Hi Loic, I am trying to implement your awesome work on a custom point cloud dataset that has about 35 million labelled 3D points (xyz values and a label) for training in a single csv file. I have written a method read_custom_format in the file provider.py as it was clearly instructed in the readme which returns numpy arrays of xyz values (Nx3) and labels (Nx1) after fetching it from the csv files.

Based on this data I have an implementation question for partition.py - Do I need to subsample the training data into fixed size point clusters and store it into several files before calling read_custom_format method in partition.py? I don't really understand how the method libply_c.prune works although I think it does some sub-sampling based on a voxel size argument!

loicland commented 5 years ago

Hi,

You dont need to to the pruning yoursef, the function in ply_c will do it for you.

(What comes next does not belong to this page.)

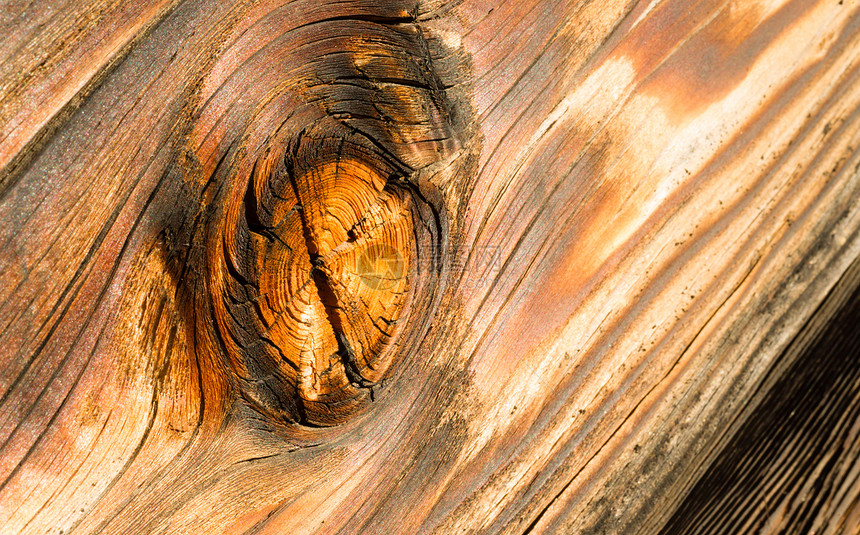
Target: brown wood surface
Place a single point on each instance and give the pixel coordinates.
(627, 219)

35 million points is probably too much for cut pursuit and 3specially the delaunay triangulation, depending on your hardware. Just select a voxel_width which is appropriate, it usually helps by decreasing noise as well.

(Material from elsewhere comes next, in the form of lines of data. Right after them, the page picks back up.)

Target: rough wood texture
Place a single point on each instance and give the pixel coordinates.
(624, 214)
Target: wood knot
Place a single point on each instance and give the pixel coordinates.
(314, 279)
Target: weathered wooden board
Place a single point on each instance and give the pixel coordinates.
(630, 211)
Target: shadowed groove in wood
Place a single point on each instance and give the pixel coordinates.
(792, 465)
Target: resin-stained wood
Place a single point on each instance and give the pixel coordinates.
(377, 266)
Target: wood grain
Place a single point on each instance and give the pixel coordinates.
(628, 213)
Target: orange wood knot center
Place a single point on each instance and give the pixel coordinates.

I would aim for 5 millions, but depending on your hardware you can probably prune less.

therealanshuman commented 5 years ago

Oh Okay! So does that mean I can crop the training set of 35 million points into multiple regions of roughly 5 million dense points each and store them in separate csv files and then execute the modified partition.py to get superpoint graphs on each of those? How many such random crops of the training data would you suggest I go for so that my learning is really good on that particular dataset?

loicland commented 5 years ago

What is your train/test split like? You could probably split your data into 5 sets and do 5-fold cross valdiation.

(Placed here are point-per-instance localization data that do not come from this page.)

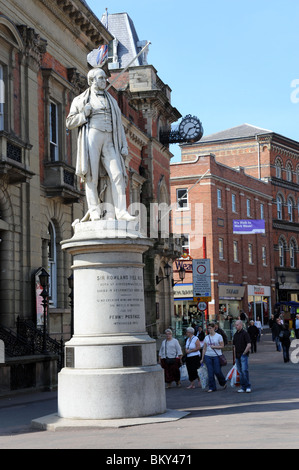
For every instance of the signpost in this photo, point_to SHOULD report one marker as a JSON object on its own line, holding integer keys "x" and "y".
{"x": 202, "y": 280}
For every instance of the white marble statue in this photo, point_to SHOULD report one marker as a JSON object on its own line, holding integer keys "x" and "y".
{"x": 102, "y": 150}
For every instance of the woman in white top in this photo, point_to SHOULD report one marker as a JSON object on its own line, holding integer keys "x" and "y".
{"x": 193, "y": 356}
{"x": 213, "y": 343}
{"x": 170, "y": 356}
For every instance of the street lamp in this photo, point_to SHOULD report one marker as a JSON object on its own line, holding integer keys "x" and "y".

The performance will depend on how homogeneous your dataset is. if some structures only exist in one of the split the algorithm will naturally struggle.

therealanshuman commented 5 years ago

Great, thank you very much! I was planning to split the 35 million points into 7 uniform sets of about 5 million each, train on 5 of them and validate on the rest. But, a 5-fold cross validation with homogeneously and uniformly cropped regions seems like a better idea.

therealanshuman commented 5 years ago

What sort of changes do I need to make in the preprocess_pointclouds method in custom_dataset.py? I can see that the rgb values are being rescaled to [-0.5, 0.5] in the template code. But, I don't have any rgb values in my custom dataset. Therefore, I am returning an array of zeros for the rgb values from read_custom_format method in provider.py as it was clearly instructed in the readme. So, should I leave that line as it is or omit the rescaling operation?

loicland commented 5 years ago

Hi,

you do not need to return an array of 0 from read_my_custom_format. However, you need to feed the function prune such an array, like in the example I gave line 143 of /partition/partition.py.

Then do not append the rgb values in the parsed files, at the equivalent of line 94 in /learning/custom_dataset.

You then need to change the indices accordingly line 215 of learning/spg.py.

Alternatively just put 0 in place of RGB in the parsed files and not change the indices, but it would be wasting memory.

Does that clear things up?

therealanshuman commented 5 years ago

Hi Loic, Thanks for the detailed instructions. I have made the changes and following are some screenshots of the relevant pieces of code -

Line 143 of partition.py
Line 94 of custom_dataset.py
Line 215 of spg.py

But, on executing main.py I am getting the following error spg4 This, I suppose, means that the feature length is still 11 (xyzrgbelpsv) although I am only working on 8 (xyzelpsv). What might be going wrong here? Are there any other places that might need modifications?

therealanshuman commented 5 years ago

The training's working fine now, had to run the partitioning code again. Thank You!